Nat Segaloff

How did you become a writer?

You don’t “become” a writer. You either are one and get better at it, or you aren’t one and learn to hire one and “just fix it a little.” The first thing I remember writing was “I’m running away from home” notes. My mother, who was a school teacher, used to grade them and hand them back to me. Writing was a chore throughout high school. The first time I enjoyed it was when I was a college freshman and the instructor not only gave me an “A” for my character sketch, she said we ought to have it published. We never did, but it was the first time anybody had ever said anything good about my writing. There’s a lesson there.

Name your writing influences (writers, books, teachers, etc.).

My writing influences are as eclectic as the work I have done. I love Twain, Faulkner, Steinbeck, Angelou, and Saroyan. I learned conciseness from Ellison (Harlan) and Mcdonald (Gregory); humor from Price (Roger), Douglas (Jack), and Gelbart (Larry). It was a newspaperman named Donald Cragin who told me that the trick of writing is putting a blank piece of paper in the typewriter and not stopping until it’s full, and it was screenwriter Stirling Silliphant who taught me that a script should take as long to write as it will to shoot -- in other words, efficiency and professionalism. But my most important influence is the business affairs person who also writes. Checks.

When and where do you write?

I write on a desktop computer. Hate laptops and touch pads. My handwriting is so bad even pharmacists can’t read it. I used to write on a 1940s Royal upright manual typewriter and y’know what? I think my writing was better because I really had to think first about what I was typing because retyping was a bitch.

What are you working on now?

My forthcoming book is Final Cuts: The Last Films of 50 Great Directors from BearManor Media in February of 2013. It’s about the last films of 50 great directors. Next up is a biography of a close friend who also happens to be one of the world’s foremost writers.

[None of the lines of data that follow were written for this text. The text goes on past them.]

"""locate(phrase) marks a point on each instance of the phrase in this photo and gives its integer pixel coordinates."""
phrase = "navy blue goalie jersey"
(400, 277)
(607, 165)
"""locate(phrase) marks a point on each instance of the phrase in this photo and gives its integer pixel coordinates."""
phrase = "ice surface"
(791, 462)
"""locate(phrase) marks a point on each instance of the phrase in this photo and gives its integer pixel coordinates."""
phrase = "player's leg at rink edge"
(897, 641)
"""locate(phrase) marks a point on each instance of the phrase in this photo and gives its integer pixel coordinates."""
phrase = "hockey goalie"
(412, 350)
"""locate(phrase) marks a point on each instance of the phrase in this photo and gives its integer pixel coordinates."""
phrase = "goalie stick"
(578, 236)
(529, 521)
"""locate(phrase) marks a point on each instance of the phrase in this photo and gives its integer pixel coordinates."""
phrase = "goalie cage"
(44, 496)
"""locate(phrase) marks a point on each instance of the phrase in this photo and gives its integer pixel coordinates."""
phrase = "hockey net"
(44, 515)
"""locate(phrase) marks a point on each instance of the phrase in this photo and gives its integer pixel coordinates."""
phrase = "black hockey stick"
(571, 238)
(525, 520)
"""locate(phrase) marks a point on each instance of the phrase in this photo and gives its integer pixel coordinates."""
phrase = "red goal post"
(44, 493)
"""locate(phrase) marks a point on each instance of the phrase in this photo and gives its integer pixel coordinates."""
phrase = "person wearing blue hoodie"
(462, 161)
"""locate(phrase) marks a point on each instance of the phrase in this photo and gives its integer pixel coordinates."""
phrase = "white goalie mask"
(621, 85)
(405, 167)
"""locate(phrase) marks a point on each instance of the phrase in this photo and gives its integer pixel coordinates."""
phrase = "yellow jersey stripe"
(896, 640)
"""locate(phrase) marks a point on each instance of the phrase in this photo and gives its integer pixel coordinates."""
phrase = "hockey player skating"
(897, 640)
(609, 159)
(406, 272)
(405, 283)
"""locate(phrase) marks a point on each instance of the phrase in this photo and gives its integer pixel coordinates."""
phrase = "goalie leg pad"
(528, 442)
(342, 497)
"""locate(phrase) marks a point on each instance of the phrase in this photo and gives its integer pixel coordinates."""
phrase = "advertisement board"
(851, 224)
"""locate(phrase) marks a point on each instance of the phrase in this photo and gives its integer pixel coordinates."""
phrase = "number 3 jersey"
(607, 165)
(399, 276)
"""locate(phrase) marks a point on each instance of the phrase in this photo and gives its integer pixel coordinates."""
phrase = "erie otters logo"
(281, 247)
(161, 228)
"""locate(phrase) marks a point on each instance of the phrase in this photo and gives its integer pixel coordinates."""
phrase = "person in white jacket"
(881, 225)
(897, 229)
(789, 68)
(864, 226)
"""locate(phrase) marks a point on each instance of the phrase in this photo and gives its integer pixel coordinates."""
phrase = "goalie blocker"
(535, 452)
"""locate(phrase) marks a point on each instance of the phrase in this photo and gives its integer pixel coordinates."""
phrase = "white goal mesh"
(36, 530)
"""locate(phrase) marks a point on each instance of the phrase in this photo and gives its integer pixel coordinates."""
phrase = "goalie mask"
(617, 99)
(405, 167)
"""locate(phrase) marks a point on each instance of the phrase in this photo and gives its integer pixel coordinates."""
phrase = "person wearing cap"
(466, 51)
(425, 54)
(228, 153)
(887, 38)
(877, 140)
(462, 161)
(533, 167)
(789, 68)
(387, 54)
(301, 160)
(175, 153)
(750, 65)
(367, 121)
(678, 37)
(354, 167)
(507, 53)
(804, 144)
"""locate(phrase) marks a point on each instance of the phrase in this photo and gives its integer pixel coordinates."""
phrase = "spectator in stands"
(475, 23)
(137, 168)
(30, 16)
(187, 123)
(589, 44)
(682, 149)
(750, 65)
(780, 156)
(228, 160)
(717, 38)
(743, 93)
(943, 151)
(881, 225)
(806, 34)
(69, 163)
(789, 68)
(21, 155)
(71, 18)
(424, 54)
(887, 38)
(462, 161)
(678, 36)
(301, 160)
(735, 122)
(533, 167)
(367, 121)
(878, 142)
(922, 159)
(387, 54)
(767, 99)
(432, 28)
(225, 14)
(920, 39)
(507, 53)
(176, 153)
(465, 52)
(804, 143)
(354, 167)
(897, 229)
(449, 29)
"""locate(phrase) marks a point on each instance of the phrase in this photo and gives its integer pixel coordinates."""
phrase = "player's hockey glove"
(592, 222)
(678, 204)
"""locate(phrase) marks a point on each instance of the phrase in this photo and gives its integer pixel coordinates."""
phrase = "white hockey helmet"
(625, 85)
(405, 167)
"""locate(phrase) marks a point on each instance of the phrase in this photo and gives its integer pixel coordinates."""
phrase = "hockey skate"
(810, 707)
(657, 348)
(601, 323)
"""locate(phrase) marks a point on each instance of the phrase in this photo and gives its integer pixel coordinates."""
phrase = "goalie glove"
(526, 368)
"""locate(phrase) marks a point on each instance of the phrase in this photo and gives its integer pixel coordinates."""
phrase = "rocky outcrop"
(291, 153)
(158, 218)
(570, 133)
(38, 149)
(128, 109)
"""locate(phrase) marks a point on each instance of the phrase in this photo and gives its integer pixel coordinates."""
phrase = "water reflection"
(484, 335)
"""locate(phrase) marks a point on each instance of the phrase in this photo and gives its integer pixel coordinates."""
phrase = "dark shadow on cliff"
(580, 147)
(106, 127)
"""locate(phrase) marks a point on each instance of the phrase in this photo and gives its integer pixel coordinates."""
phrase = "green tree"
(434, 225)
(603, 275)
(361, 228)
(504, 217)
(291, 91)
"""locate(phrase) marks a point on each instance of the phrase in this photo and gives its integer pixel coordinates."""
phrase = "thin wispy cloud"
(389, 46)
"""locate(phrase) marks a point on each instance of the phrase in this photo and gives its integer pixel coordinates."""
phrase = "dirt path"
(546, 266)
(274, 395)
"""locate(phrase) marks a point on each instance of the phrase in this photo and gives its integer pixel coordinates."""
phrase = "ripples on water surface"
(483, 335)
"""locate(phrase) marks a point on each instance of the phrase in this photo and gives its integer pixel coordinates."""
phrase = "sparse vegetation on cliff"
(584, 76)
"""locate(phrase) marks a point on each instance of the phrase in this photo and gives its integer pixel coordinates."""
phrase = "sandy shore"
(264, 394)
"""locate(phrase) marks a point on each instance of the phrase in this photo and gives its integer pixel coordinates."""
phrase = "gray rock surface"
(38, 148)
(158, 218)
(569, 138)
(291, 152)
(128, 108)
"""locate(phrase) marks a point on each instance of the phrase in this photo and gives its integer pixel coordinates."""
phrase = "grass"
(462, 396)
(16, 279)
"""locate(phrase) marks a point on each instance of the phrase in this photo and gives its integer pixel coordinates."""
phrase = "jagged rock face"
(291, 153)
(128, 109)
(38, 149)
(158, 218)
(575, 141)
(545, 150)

Have you ever suffered from writer’s block?

I’ve never been unable to write, but I have occasionally been unable to write well, which is just as bad.

What’s your advice to new writers?

Larry Gelbart used to say that the first advice to writers is to take solitaire off your computer. My advice is threefold: first, write about yourself and then stick it in a drawer because nobody gives a shit about you yet. Second, use that same drawer to store the first draft of anything you write that comes too easily, then go back two days later and ask yourself why. Third, learn spelling and grammar because no matter how well you write, if your mechanics are lousy, so is your writing.

Nat Segaloff started off as a movie publicist, then quit and become a journalist/critic, TV producer, teacher, and film historian. He has published something like ten or eleven books.